Pratt v. Board of Education

592 P.2d 628 | Utah | 1979

Lead Opinion

HALL, Justice:

This case was previously before the Court1 at which time we affirmed the December 28,1976, judgment of the trial court which ordered plaintiff’s reinstatement to his teaching position and awarded damages for breach of contract consisting of all lost employment benefits, including salary, as of the date of judgment.

The final judgment of this Court, following a rehearing2 of the matter, was on September 19, 1977, and the case was then returned to the Fourth Judicial District Court where plaintiff moved for a further award of damages consisting of the value of employment benefits, including salary, lost during the time consumed by the appeal process initiated by defendant. The district court first considered the question of liability for further damages without taking any damage evidence, and from an order determining that no such liability exists, plaintiff pursues this appeal.

Plaintiff’s contention is that his reinstatement was effectively deferred from December 28, 1976, through September 19, 1977, by virtue of the appeal proceedings pursued by defendant and that he is consequently entitled to all employment benefits that he would otherwise have received during said period of delay had no appeal been taken.

Defendant counters by contending that the judgment of the court only required it to respond in damages to the date of judgment and to reemploy plaintiff for the next succeeding year, .and such having been accomplished, there exists no basis for an award of relief beyond that.

The' fallacy in that argument is that it ignores the fact that the judgment requires reinstatement, not reemployment, the difference being that the former precludes any hiatus in employment, while the latter necessarily results in a gap or interruption in employment.

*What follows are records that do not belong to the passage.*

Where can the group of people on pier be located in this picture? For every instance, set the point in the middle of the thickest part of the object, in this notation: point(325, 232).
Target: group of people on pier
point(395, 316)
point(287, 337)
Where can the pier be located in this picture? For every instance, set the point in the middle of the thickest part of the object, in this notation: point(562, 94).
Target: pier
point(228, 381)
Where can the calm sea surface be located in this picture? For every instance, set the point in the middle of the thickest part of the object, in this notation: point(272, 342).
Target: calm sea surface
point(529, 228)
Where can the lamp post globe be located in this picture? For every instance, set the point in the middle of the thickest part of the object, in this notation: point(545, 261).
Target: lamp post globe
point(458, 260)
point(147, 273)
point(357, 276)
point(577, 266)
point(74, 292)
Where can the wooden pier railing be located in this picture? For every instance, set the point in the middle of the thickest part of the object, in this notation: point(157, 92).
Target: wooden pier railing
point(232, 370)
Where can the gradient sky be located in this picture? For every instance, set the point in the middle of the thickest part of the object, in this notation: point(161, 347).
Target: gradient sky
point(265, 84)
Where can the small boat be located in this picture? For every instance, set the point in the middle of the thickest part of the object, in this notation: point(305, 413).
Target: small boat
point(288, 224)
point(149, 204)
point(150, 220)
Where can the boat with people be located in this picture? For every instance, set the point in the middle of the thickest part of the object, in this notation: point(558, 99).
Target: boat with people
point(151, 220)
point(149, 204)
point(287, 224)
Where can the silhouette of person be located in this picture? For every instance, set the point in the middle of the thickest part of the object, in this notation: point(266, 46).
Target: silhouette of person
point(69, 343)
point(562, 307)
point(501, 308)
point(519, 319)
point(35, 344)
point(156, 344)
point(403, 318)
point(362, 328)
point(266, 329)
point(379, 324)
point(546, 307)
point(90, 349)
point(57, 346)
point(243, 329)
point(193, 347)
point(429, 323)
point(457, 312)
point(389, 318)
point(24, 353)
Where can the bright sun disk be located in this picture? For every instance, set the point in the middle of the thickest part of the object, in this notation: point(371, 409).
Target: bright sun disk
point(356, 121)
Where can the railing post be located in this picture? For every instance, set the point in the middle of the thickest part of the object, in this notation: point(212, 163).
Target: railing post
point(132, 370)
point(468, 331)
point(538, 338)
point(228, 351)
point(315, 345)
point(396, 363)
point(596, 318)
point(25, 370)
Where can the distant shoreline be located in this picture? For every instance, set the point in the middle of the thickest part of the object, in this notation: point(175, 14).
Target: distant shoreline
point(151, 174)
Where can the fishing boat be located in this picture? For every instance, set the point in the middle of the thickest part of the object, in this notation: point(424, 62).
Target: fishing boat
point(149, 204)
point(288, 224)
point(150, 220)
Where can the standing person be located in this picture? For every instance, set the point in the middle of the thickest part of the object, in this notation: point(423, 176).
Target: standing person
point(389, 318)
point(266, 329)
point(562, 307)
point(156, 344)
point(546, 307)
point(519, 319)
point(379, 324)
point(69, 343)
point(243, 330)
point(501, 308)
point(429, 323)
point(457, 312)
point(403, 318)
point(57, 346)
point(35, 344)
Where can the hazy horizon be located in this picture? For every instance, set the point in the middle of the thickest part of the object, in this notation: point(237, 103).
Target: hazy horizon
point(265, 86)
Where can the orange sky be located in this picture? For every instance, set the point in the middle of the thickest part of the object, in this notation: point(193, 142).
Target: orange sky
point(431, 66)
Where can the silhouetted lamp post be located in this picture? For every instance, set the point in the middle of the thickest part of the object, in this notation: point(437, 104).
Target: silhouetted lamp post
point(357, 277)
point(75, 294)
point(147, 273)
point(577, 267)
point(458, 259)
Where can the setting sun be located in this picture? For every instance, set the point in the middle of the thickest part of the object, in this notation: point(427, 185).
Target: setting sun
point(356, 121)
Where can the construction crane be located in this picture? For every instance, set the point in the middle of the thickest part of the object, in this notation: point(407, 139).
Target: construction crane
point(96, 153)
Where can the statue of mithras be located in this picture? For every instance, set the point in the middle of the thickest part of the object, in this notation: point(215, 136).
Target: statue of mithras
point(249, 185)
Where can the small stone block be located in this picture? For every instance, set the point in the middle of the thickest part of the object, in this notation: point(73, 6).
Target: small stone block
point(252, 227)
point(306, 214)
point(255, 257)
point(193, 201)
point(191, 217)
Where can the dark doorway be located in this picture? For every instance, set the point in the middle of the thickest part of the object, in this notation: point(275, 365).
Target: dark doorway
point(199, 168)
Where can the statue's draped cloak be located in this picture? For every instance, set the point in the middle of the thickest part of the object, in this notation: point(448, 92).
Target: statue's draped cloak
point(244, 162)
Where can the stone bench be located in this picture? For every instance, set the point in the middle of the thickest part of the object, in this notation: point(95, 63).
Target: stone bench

This Court, in affirming the decision of the trial court, is already committed to the proposition that lost employment benefits is a proper measure of damages under an employment contract, and such is consistent with similar holdings in a number of other jurisdictions.3 We therefore again so hold that it is an obvious requirement of justice and fair-dealing that one who is reinstated be entitled to full employment benefits for the time which he was wrongfully deprived of his position.

Turning now-to the issue of continuing damages pending an appeal, it appears that such has not been directly ruled upon by this Court. However, the case of Jenkins v. Morgan4 recognized the propriety of an award of such damages if supported by competent evidence.

The Court in Jenkins also observed that our rule5 on supersedeas specifically allows “delay damages” occasioned by an appeal and particularly noted that “the language [of Rule 73(d)] must necessarily be susceptible of a broad interpretation and application.”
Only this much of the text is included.